Bids for the 2030 Winter Olympics and Paralympics

Overview
- XXVI Olympic Winter Games XV Paralympic Winter Games

Details
- City: Vancouver, British Columbia
- NOC: Canadian Olympic Committee (COC)

Previous Games hosted
- 2010 Winter Olympics

= Vancouver bid for the 2030 Winter Olympics =

The Vancouver bid for the 2030 Winter Olympics was a proposed bid to bring the 2030 Winter Olympics to the province of British Columbia in Canada, with Vancouver and Whistler were expected to serve as the main host cities. Vancouver and Whistler previously hosted the 2010 Winter Olympics and the 2010 Winter Paralympics, while Canada also hosted the 1976 Summer Olympics in Montreal, the 1976 Summer Paralympics in Toronto and the 1988 Winter Olympics with Calgary as main host, along another venues in the province of Alberta.

==Details==
In May 2014, with many potential candidates withdrawing their bids for the 2022 Winter Olympics due to several motives, the idea for Vancouver to host the Olympics again began floating around. At that time, Stockholm and Kraków already withdrew their bids, along with Munich and St. Moritz who got negative referendums for their candidacies. Given Lviv's candidacy to be eliminated due to the Ukrainian political crisis, this meant Oslo would have been considered the frontrunner. However, on 1 October, Oslo also withdrew. This raised questions about whether Almaty or Beijing could be selected to host the 2022 Winter Olympics; Beijing was ultimately selected. Due to the troubled bidding process, some specialists wondered about the possibility of a recent host such as Vancouver or Salt Lake City could be invited directly to host the games. A similar situation occurred in 1976, when Innsbruck, the host of 1964 Winter Olympics, replaced Denver as host of the 1976 Winter Olympics.

In October 2021, it was revealed that 43% of people in British Columbia supported the bid, a considerable drop from 60% a year earlier.

Another poll by Leger and Leger conducted in December 2021 showed that more than 65% of British Columbians were supportive or neutral about the candidature. 62% supported the bid that won the 2010 Winter Olympics.

In February 2022, the Canadian Olympic Committee and its Paralympic counterpart signed an agreement with the cities of Vancouver and Whistler, as well as several B.C. First Nations organizations, to explore the feasibility of a bid for 2030. The bid group's current goal is to host the games in B.C., without reference to a primary host city at this time, under the interim name "B.C. 2030". The COC has also disavowed any relationship with an unofficial "Vancouver 2030" organization, which had been reported in some media as being the official bid committee.

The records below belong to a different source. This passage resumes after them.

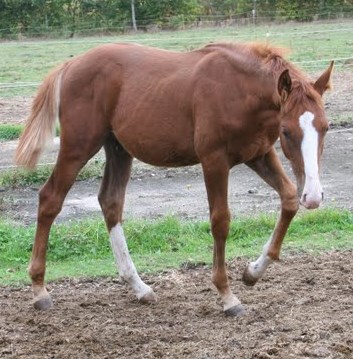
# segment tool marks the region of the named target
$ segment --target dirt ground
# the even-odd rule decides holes
[[[352,113],[352,73],[335,75],[329,117]],[[0,121],[22,122],[29,98],[0,98]],[[12,165],[16,142],[0,143],[0,171]],[[57,145],[42,162],[53,162]],[[99,154],[98,156],[102,156]],[[287,163],[285,166],[290,173]],[[353,128],[327,135],[322,164],[325,206],[353,210]],[[77,182],[58,221],[100,213],[99,181]],[[0,216],[36,217],[38,188],[0,188]],[[229,202],[234,216],[277,212],[279,201],[245,166],[234,168]],[[135,163],[125,217],[175,214],[207,219],[198,166],[156,169]],[[353,252],[284,257],[254,288],[245,287],[243,258],[229,262],[232,287],[248,308],[241,319],[222,314],[207,266],[185,265],[144,279],[160,300],[138,303],[117,278],[55,282],[54,309],[37,312],[29,287],[0,288],[1,358],[353,358]]]
[[[47,312],[32,309],[29,288],[1,288],[0,357],[353,357],[353,252],[284,258],[254,288],[239,280],[244,266],[229,263],[248,308],[240,319],[222,314],[202,265],[146,277],[159,296],[153,305],[112,278],[50,284]]]

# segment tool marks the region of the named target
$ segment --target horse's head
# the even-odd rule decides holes
[[[315,83],[292,83],[288,70],[278,80],[281,146],[296,176],[300,203],[308,209],[319,207],[324,197],[319,168],[328,121],[322,95],[330,87],[332,69],[333,62]]]

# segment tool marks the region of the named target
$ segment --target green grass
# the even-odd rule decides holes
[[[0,172],[0,186],[3,188],[42,185],[50,176],[54,165],[39,166],[34,170],[23,168],[9,169]],[[77,180],[101,178],[104,161],[91,160],[79,173]]]
[[[169,50],[186,51],[211,41],[271,41],[293,49],[290,58],[306,70],[324,69],[328,60],[343,66],[353,57],[353,21],[288,23],[259,26],[203,28],[158,33],[87,37],[71,40],[9,41],[0,43],[0,83],[39,83],[52,67],[102,43],[137,42]],[[313,62],[311,62],[313,61]],[[30,95],[36,86],[0,89],[0,96]]]
[[[238,218],[231,224],[227,258],[257,257],[275,225],[273,216]],[[211,263],[213,240],[208,222],[175,217],[128,220],[124,224],[133,260],[142,272],[156,273],[183,263]],[[0,284],[28,282],[26,267],[35,228],[0,221]],[[305,212],[292,223],[284,253],[353,248],[353,213],[325,209]],[[48,246],[47,279],[116,274],[102,220],[86,219],[53,226]]]

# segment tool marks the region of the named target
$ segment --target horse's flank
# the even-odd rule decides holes
[[[16,163],[26,167],[35,166],[45,142],[53,135],[59,99],[61,106],[70,103],[74,107],[83,98],[91,101],[95,110],[99,111],[100,125],[113,129],[121,144],[133,156],[155,165],[198,163],[198,151],[203,151],[202,141],[205,139],[201,135],[195,143],[195,127],[198,126],[195,124],[195,112],[201,111],[202,116],[207,117],[213,111],[210,108],[205,113],[201,109],[207,105],[204,104],[205,98],[217,96],[216,91],[221,89],[223,92],[220,96],[227,95],[228,102],[232,103],[235,96],[244,96],[246,93],[252,96],[248,96],[247,100],[248,106],[254,107],[254,112],[258,110],[256,106],[263,107],[265,104],[269,110],[277,112],[280,99],[275,82],[279,74],[289,68],[294,83],[299,84],[298,88],[307,82],[305,76],[283,58],[284,53],[284,49],[260,43],[210,44],[187,53],[130,44],[97,47],[68,61],[44,80],[20,139]],[[251,88],[251,83],[256,80],[262,83],[259,94]],[[236,90],[239,94],[230,96]],[[257,101],[258,96],[261,97],[260,101]],[[264,97],[267,97],[267,101],[264,101]],[[226,103],[227,98],[222,102]],[[156,116],[166,119],[158,123],[158,131],[153,126]],[[125,121],[127,117],[129,120]],[[180,117],[188,120],[179,121]],[[108,118],[111,119],[110,123],[107,123]],[[96,119],[94,121],[97,126]],[[87,121],[87,130],[92,123]],[[225,126],[229,127],[230,124]],[[44,131],[41,130],[42,126],[45,127]],[[243,125],[233,122],[232,126]],[[159,133],[164,158],[157,154],[147,156],[145,150],[142,153],[139,142],[126,136],[126,133],[131,133],[131,128],[134,128],[136,137],[143,135],[147,142]],[[171,136],[173,133],[175,136]],[[272,135],[271,142],[277,136],[278,133]],[[184,140],[181,142],[180,138]],[[199,149],[195,148],[197,145]],[[233,164],[249,156],[240,156]]]

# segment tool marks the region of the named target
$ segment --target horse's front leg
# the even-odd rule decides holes
[[[202,168],[214,238],[212,282],[222,298],[225,314],[241,316],[245,314],[245,310],[229,287],[225,264],[225,247],[230,222],[227,201],[229,166],[224,157],[210,156],[202,161]]]
[[[263,247],[260,257],[249,263],[243,274],[244,283],[254,285],[263,276],[267,267],[279,259],[283,238],[298,211],[299,200],[297,188],[284,172],[274,148],[265,156],[248,162],[247,165],[273,187],[281,199],[281,213],[270,239]]]

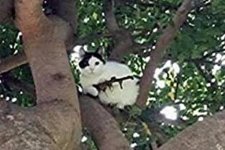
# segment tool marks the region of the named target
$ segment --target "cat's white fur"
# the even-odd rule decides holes
[[[99,64],[96,65],[96,62],[99,62]],[[83,92],[99,96],[102,103],[116,104],[118,108],[123,109],[124,106],[133,105],[136,102],[139,91],[138,79],[136,78],[124,80],[122,88],[118,82],[114,82],[112,87],[107,87],[105,91],[98,91],[93,86],[109,81],[112,77],[118,79],[133,76],[128,66],[114,61],[107,61],[103,64],[98,58],[91,57],[89,66],[80,69],[80,71],[80,83],[83,87]]]

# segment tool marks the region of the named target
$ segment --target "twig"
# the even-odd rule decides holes
[[[94,87],[96,87],[98,90],[105,91],[107,87],[110,88],[110,87],[112,87],[113,83],[118,82],[120,84],[121,89],[122,89],[123,88],[122,82],[124,80],[128,80],[128,79],[134,79],[134,77],[133,76],[126,76],[126,77],[122,77],[122,78],[112,77],[109,81],[104,81],[102,83],[94,85]]]

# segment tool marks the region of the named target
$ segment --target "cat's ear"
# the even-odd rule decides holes
[[[81,46],[80,49],[79,49],[79,56],[80,56],[80,57],[83,57],[85,54],[86,54],[86,52],[85,52],[85,50],[84,50],[84,47]]]
[[[104,47],[99,47],[95,52],[98,53],[99,55],[101,55],[102,57],[105,56],[105,49],[104,49]]]

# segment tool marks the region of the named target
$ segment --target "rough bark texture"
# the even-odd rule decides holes
[[[12,13],[13,0],[0,0],[0,23],[11,23]]]
[[[225,111],[188,127],[158,150],[224,150]]]
[[[100,150],[128,150],[129,143],[113,117],[94,99],[80,97],[84,125],[92,133]]]
[[[71,119],[76,112],[64,101],[21,108],[0,102],[0,149],[72,150],[78,145]],[[51,118],[51,119],[50,119]]]
[[[0,60],[0,74],[10,71],[26,63],[27,58],[24,53],[7,57],[3,60]]]

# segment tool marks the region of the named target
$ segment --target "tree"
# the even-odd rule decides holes
[[[224,107],[223,0],[0,4],[1,149],[225,147],[225,112],[215,114]],[[78,98],[79,73],[68,57],[76,45],[104,47],[141,77],[137,107],[117,114]],[[176,120],[164,117],[164,106]]]

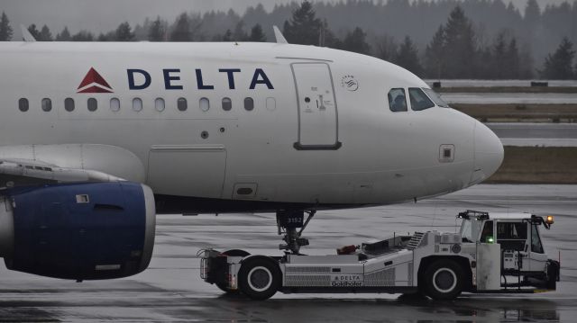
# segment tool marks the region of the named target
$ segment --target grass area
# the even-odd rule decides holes
[[[505,147],[487,183],[577,184],[577,147]]]
[[[577,122],[577,104],[451,104],[483,122]]]
[[[556,93],[577,94],[577,86],[468,86],[435,87],[438,93]]]

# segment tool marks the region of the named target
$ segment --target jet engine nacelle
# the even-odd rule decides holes
[[[152,256],[152,191],[130,182],[0,193],[0,256],[8,269],[54,278],[126,277]]]

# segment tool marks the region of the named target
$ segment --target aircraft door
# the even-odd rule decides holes
[[[298,150],[336,150],[338,111],[331,68],[326,63],[291,65],[298,109]]]

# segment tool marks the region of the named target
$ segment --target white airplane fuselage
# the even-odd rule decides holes
[[[392,112],[391,88],[429,86],[367,56],[270,43],[11,42],[0,53],[0,157],[68,165],[67,151],[86,153],[76,161],[86,168],[182,201],[160,212],[400,202],[477,184],[503,157],[455,110],[409,101]],[[93,74],[79,86],[91,68],[105,84]]]

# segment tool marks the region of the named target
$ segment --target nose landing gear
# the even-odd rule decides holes
[[[305,220],[305,213],[307,213]],[[316,211],[302,210],[279,210],[277,211],[277,228],[279,235],[284,235],[282,238],[284,244],[279,245],[279,249],[285,250],[286,253],[293,255],[300,255],[300,247],[308,246],[308,239],[301,238],[301,235],[308,222],[313,219]],[[300,229],[299,230],[298,230]]]

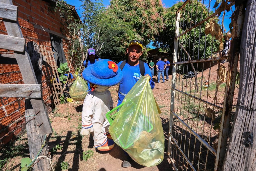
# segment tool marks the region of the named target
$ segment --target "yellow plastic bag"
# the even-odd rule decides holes
[[[116,143],[134,160],[148,167],[162,162],[164,149],[161,111],[149,79],[142,76],[130,91],[109,130]]]
[[[70,96],[75,100],[83,100],[88,93],[88,87],[86,82],[78,76],[69,89]]]

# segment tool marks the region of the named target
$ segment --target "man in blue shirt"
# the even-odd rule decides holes
[[[141,61],[140,62],[139,61],[140,57],[143,53],[143,43],[141,41],[137,40],[132,41],[126,49],[126,52],[128,54],[128,60],[121,61],[118,64],[118,67],[120,68],[122,70],[123,75],[123,77],[119,83],[118,106],[122,103],[125,96],[141,76],[140,68],[143,67],[141,67],[141,66],[140,67],[140,65],[144,65],[143,68],[145,68],[144,75],[148,76],[151,77],[149,83],[151,88],[153,89],[155,87],[155,83],[153,81],[151,72],[147,64]],[[124,65],[123,65],[124,63],[122,64],[124,62],[125,63]],[[122,66],[120,67],[121,65]],[[130,163],[132,159],[125,152],[125,153],[127,158],[123,162],[122,166],[124,167],[128,167],[131,166]]]
[[[170,63],[170,62],[167,60],[167,59],[166,58],[165,58],[164,59],[164,60],[166,64],[166,68],[164,70],[164,72],[165,73],[165,75],[166,75],[166,79],[165,80],[168,81],[169,80],[169,75],[168,74],[168,71],[169,70],[169,68],[171,64]]]
[[[126,63],[122,69],[124,77],[119,84],[118,106],[122,103],[125,95],[141,76],[140,70],[139,60],[143,53],[142,51],[143,45],[141,41],[134,40],[131,42],[129,47],[126,49],[128,54],[128,59],[126,60]],[[118,66],[119,67],[120,67],[123,62],[121,61],[118,63]],[[144,75],[150,77],[151,79],[150,79],[149,83],[151,88],[153,89],[155,87],[155,83],[152,78],[150,70],[146,63],[143,63],[145,69]]]
[[[161,58],[158,58],[158,62],[156,62],[156,68],[157,71],[157,83],[159,83],[160,80],[160,74],[162,75],[163,77],[163,82],[164,82],[164,70],[165,69],[166,67],[166,64],[162,60]]]
[[[88,53],[86,60],[83,61],[83,66],[84,66],[84,68],[93,64],[99,60],[101,60],[101,59],[95,54],[95,49],[93,48],[89,49],[88,49]]]

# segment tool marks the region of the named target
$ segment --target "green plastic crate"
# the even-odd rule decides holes
[[[118,113],[118,110],[123,105],[123,103],[121,103],[121,104],[117,106],[106,114],[106,116],[111,125],[112,125],[113,121],[115,117],[115,116]]]

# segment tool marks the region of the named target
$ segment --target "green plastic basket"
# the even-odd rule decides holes
[[[121,107],[124,104],[124,103],[121,103],[121,104],[114,108],[106,114],[106,117],[107,119],[108,119],[108,120],[109,121],[110,125],[112,125],[112,124],[113,123],[113,121],[115,119],[115,118],[119,113],[119,112],[118,111],[118,109]],[[144,115],[143,115],[143,116]],[[148,123],[150,125],[150,128],[147,131],[147,132],[149,132],[153,129],[153,125],[152,125],[152,124],[146,119],[145,118],[145,119],[146,119]],[[119,141],[121,145],[121,147],[123,148],[126,149],[128,148],[133,144],[134,142],[133,141],[132,139],[130,139],[130,140],[131,141],[130,142],[127,142],[125,143],[124,143],[125,141],[122,140],[121,138],[120,138]],[[124,145],[125,144],[128,144],[128,145],[126,146],[125,146]]]
[[[106,114],[106,116],[111,125],[112,125],[113,121],[115,117],[115,116],[118,113],[118,109],[124,105],[124,104],[121,103],[121,104],[117,106]]]

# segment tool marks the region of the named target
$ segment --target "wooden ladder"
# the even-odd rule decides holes
[[[0,0],[0,18],[3,18],[8,35],[0,34],[0,48],[14,51],[14,54],[0,54],[6,61],[16,59],[25,84],[0,84],[0,97],[25,98],[26,129],[30,158],[34,158],[44,144],[46,135],[52,129],[30,58],[17,21],[17,7],[12,0]],[[40,155],[48,152],[46,145]],[[49,170],[46,159],[34,165],[36,170]]]

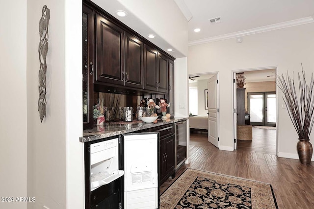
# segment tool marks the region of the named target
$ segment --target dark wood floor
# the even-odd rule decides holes
[[[253,140],[238,141],[234,152],[219,150],[208,141],[206,133],[191,134],[190,163],[161,186],[161,193],[189,167],[270,184],[279,209],[314,209],[313,163],[305,165],[298,160],[277,157],[275,130],[255,129]]]

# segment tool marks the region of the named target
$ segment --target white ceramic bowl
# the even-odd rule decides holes
[[[145,123],[152,123],[158,118],[158,116],[154,116],[154,117],[141,117],[140,119]]]

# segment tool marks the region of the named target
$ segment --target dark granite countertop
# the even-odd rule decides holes
[[[94,126],[93,129],[83,131],[83,137],[79,138],[79,141],[86,142],[127,133],[173,123],[188,119],[188,117],[176,117],[167,120],[159,118],[157,123],[147,123],[141,120],[133,120],[132,122],[118,121],[108,122],[103,126]]]

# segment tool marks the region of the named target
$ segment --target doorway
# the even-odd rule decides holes
[[[189,75],[190,133],[207,135],[208,140],[219,146],[219,74]]]
[[[276,67],[248,69],[233,71],[234,77],[234,150],[244,145],[257,153],[278,154],[277,130],[277,99],[276,92]],[[236,83],[236,73],[244,73],[245,90],[244,113],[238,113],[237,109],[237,89]],[[238,96],[237,97],[238,98]],[[243,102],[242,102],[243,103]],[[243,106],[242,104],[241,107]],[[245,123],[252,126],[252,140],[238,140],[237,116],[241,113],[245,117]],[[248,123],[247,116],[249,120]],[[237,145],[240,146],[238,147]]]
[[[276,126],[276,92],[247,93],[247,107],[251,125]]]

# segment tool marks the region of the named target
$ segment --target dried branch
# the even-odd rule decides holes
[[[285,76],[277,75],[276,84],[284,93],[284,101],[299,139],[308,139],[314,124],[314,79],[312,72],[311,82],[308,85],[302,64],[301,67],[302,76],[298,73],[298,94],[293,74],[292,79],[288,72]]]

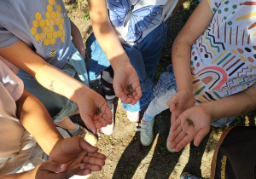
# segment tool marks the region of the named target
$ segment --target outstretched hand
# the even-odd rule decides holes
[[[171,124],[186,109],[195,105],[195,96],[192,91],[181,90],[177,92],[168,101],[167,105],[172,112]]]
[[[192,107],[172,124],[171,136],[168,137],[170,149],[179,152],[194,140],[195,146],[199,146],[202,139],[209,133],[211,117],[200,106]]]
[[[106,100],[96,91],[87,89],[77,100],[82,120],[93,133],[112,124],[112,112]]]
[[[35,179],[68,179],[74,175],[86,176],[90,172],[85,168],[84,164],[79,165],[71,169],[67,169],[67,165],[61,165],[59,163],[46,161],[38,165],[34,170],[28,173],[31,177]]]
[[[131,64],[114,70],[113,87],[125,104],[134,105],[143,95],[138,76]]]
[[[83,164],[83,172],[88,174],[100,171],[105,165],[106,156],[97,151],[97,147],[91,146],[82,137],[73,136],[59,140],[49,157],[55,162],[67,164],[68,169]]]

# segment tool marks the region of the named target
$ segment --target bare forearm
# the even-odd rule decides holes
[[[173,43],[172,59],[177,90],[187,90],[192,93],[190,50],[189,44],[177,38]]]
[[[130,63],[119,38],[117,38],[107,11],[106,1],[89,1],[90,21],[96,38],[106,54],[113,68],[119,63]],[[119,59],[122,58],[120,61]]]
[[[2,179],[32,179],[32,176],[29,171],[25,171],[22,173],[15,173],[15,174],[9,174],[0,176]]]
[[[201,105],[212,120],[245,114],[256,108],[256,84],[238,94]]]
[[[70,20],[72,42],[75,48],[79,50],[83,58],[85,57],[85,49],[83,43],[82,35],[76,25]]]
[[[63,139],[44,105],[26,90],[16,101],[17,116],[24,128],[49,154],[59,140]]]
[[[47,63],[22,41],[0,49],[0,55],[27,72],[44,88],[75,102],[78,92],[90,90],[84,84]]]

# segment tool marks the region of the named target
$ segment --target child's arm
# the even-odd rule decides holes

More detailed plans were revealed in June 2022; about 85% to 95% of the existing venues from the 2010 games would be reused, but with some small changes such as the creation of a cluster in Hastings Park that would encompass the Pacific Coliseum, the PNE Agrodome (which would host the curling in place of the Hillcrest Centre, which in 2011 turned a community center) and provisory infrastructures for the Big Air. Another changes is about the no use of Cypress Mountain (due environmental issues), whose events would be moved to the Sun Peaks Resort in Kamloops and the use of BC Place, that will be an exclusive venue to the opening and closing ceremonies. A new and provisory Medals Plaza is planned to be at the Hastings Park. This venue is planned to host the Paralympics Closing Ceremonies in place of Whistler Medal Plaza. Three or four New Olympic Villages would be constructed on First Nations-owned lands and after the Games will turn a low-cost and quality housing for these communities and they will be built with the goal of a 'climate-positive' outcome - leaving the natural environment in a better state than before the Games.

In October 2022, the BC Government decided to not support the bid, citing high costs. The bid is over according to Chief Jen Thomas of the Tsleil-Waututh Nation.